The pharmacist came to explain this new drug to Mrs. Loome – it was a pill that could be taken at home, unlike the infusions she has been receiving. “One of the side effects is hair loss,” she said. Mrs. Loome nodded, and then – I saw a single tear fall down her cheek. Her youngest daughter and the pharmacist put a hand on her thigh, gently trying to comfort her. It was at that moment that I realized that Mrs. Loome, far from being aloof during her visits, was trying to stay strong and quell the storm inside. Losing her vibrant black hair was, in a way, an outward sign of her internal chaos.

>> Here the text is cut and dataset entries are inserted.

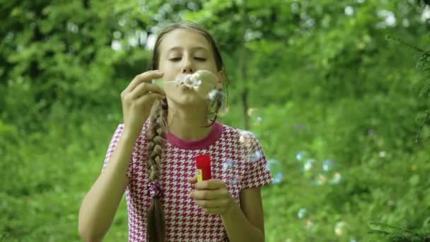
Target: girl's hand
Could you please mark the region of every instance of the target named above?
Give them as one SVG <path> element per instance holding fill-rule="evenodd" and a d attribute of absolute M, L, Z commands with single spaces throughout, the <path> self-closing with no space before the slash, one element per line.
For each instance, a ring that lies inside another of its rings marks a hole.
<path fill-rule="evenodd" d="M 197 178 L 194 176 L 188 178 L 188 183 L 194 188 L 191 192 L 191 197 L 209 214 L 225 215 L 236 202 L 223 180 L 211 179 L 197 182 Z"/>
<path fill-rule="evenodd" d="M 163 76 L 160 71 L 149 71 L 139 74 L 121 93 L 124 128 L 127 134 L 137 137 L 144 123 L 149 117 L 153 102 L 164 98 L 164 90 L 155 84 L 149 83 L 152 79 Z"/>
<path fill-rule="evenodd" d="M 219 87 L 218 77 L 212 72 L 207 70 L 196 71 L 192 76 L 193 81 L 201 80 L 200 85 L 195 88 L 199 95 L 204 99 L 209 99 L 209 91 Z"/>

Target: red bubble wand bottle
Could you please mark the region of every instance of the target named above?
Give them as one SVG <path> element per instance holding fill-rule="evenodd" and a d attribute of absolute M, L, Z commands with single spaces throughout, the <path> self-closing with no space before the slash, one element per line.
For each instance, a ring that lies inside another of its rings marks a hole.
<path fill-rule="evenodd" d="M 204 154 L 197 156 L 196 157 L 196 166 L 197 168 L 197 181 L 212 178 L 210 155 Z"/>

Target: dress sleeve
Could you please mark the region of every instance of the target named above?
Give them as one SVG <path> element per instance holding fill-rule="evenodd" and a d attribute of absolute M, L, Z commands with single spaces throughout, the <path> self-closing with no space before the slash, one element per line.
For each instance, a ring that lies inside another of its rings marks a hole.
<path fill-rule="evenodd" d="M 123 129 L 124 129 L 124 125 L 120 124 L 118 125 L 118 127 L 117 127 L 117 129 L 114 132 L 112 139 L 110 140 L 110 143 L 109 144 L 109 146 L 108 147 L 108 151 L 106 152 L 106 156 L 105 156 L 105 161 L 103 162 L 102 172 L 105 170 L 105 168 L 109 163 L 110 158 L 112 157 L 112 154 L 113 154 L 113 151 L 115 151 L 115 147 L 117 146 L 117 144 L 118 144 L 118 142 L 120 141 L 120 139 L 121 138 L 121 135 L 122 135 Z M 133 171 L 133 169 L 132 169 L 133 159 L 132 159 L 132 157 L 133 157 L 133 155 L 132 155 L 130 156 L 130 161 L 129 161 L 129 166 L 127 170 L 127 176 L 129 178 L 129 180 L 132 179 L 132 173 Z"/>
<path fill-rule="evenodd" d="M 245 161 L 248 170 L 242 179 L 242 189 L 262 187 L 272 183 L 272 175 L 267 166 L 266 156 L 253 134 L 250 137 L 250 154 Z"/>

While the pharmacist went over other side effects, Mr. Loome stepped outside the room with Dr. M. I followed closely, shutting the door behind me. He locked eyes with Dr. M and asked, with a hushed but firm voice, “Realistically, what are our chances that this drug is going to work?”

There was a moment of quiet – the hum of clinic died away and it was just the three of us, standing in the glaring white light. Dr. M looked down at his worn loafers. Finally, he returned Mr. Loome’s gaze. “I have hope for this. We must have hope.”

We stepped back into the room, but I knew, at that moment, that modern medicine had failed Mrs. Loome. Researchers have access to many tools to characterize cancers, but physicians have only just begun to learn what these data mean for patients. Yes, immunotherapies have revolutionized the way doctors treat metastatic melanoma, but nothing is as simple as it seems, especially in medicine. My work in the lab is one small contribution to our pool of knowledge, but my challenge as a future physician is to drink in what I need to alleviate suffering.

It’s been several months since I’ve returned back to lab full-time, but I still think about Mrs. Loome and her lovely family. Unlike Dr. M, I won’t get to see if Mrs. Loome does better; her story is left unfinished for me. Even though my labmates and I are at the cutting edge of immunotherapy research, I’m still humbled by how much we still don’t know about the disease we call cancer. I’m still working towards that day when, instead of simply looking in my patient’s eyes, I will also say, “We have something for you.”